I've seen a few remarks about the me too movement referencing people who oppose the movement. I cannot imagine a scenario where someone can view this as a bad thing. Women are calling out sexual predators and abusers and making so that future generations won't feel the need to hide it. I decided it would probably derail the threads to ask there so gonna put it out here.
Do you support the Me Too movement?
I've discussed this on other threads, but I broadly support the Me Too Movement. That's not to say they're without tactical, structural, or messaging errors, however. But with any large scale movement, this is pretty much par for the course.
The pros of the movement are that it has pushed a spotlight onto serial sexual misconduct (harassment, assault, and even rape) in several prominent industries in America, and it's given justice to people who haven't been able to get justice any other way.
The reality is that "Women are calling out sexual predators and abusers and making so that future generations won't feel the need to hide it." is probably overstating it. Firstly, it ought to be men and women, and to some degree it has (via the downfall of Kevin Spacey). Secondly, people aren't suddenly going to not feel uncomfortable reporting sexual misconduct against them; this is part of an ongoing process to get better and better rules and procedures in place. If anything, this is most beneficial thing to come out of the Me Too movement.

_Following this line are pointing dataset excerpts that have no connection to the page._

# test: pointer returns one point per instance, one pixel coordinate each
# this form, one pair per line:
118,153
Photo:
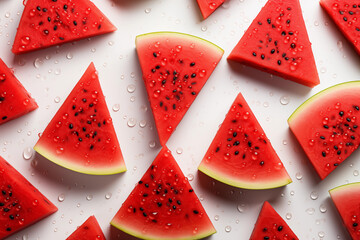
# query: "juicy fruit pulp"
270,225
241,155
332,135
277,42
21,204
207,7
345,14
163,205
15,101
347,201
175,67
90,229
81,135
46,23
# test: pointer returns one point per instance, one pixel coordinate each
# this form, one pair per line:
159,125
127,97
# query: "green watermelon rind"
244,184
139,235
330,90
78,167
183,35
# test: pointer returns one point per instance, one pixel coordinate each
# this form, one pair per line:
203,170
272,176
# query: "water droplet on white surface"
284,100
61,197
108,195
116,107
131,88
131,122
314,195
322,208
28,153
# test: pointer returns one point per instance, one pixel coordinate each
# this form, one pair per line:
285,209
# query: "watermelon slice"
270,225
81,135
277,42
207,7
21,204
345,14
90,229
163,205
15,101
332,134
241,155
46,23
347,201
175,67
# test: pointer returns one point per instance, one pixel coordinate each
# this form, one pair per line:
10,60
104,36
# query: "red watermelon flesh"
175,67
207,7
241,155
345,14
163,205
21,204
270,225
89,230
332,134
46,23
15,101
81,135
347,201
277,42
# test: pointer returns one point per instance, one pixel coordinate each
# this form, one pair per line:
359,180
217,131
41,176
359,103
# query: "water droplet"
322,208
38,62
69,56
108,195
179,150
284,100
241,207
28,153
152,144
61,197
116,107
310,211
131,122
314,195
131,88
190,177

The cons of the movement are that there are a lot of schools of feminism right now, and some of them very strongly disagree with one another. This is actually both a pro and a con at the same time. I think the Aziz Ansari incident was probably the best example of the real clash of worldviews between even feminists on what the movement should be trying to stop. The thing that was most interesting, to my mind, about the Aziz Ansari incident is that there was a lot of disagreement over what consent is, what assault is, who has what obligation to do what, etc. I say this is a pro and a con because it's both. It's important that, as a society, we hash out these issues, which is the pro, but the con is that it starts seriously distracting from really unambiguous and grotesque cases of sexual assault.
Another negative aspect of the movement, which it picked up from the more fanatical elements of the "SJW" movement (for want of a better term), are these kinds of warped notions that come in varying intensities, like this an issue exclusively about women; that women should be the only ones speaking; men should shut up and listen; to confusing personal problems for systemic problems. There's an element to the SJW framework that has real problems with it, because a lot of it started off as very academic jargon and has now moved into conversations that are... not that. So I'm happy people are having conversations (and even more happy that very bad people's power is being destroyed), I just sort of wish we could unshackle ourselves from the more problematic aspects of modern SJW culture while embracing the part about advancing people's rights and challenging illegitimate, harmful institutions. But that's pretty much my only issue with the movement, or at least the other critiques are just derivations on this point (i.e. the people who insist that no one should at all be concerned with false accusations).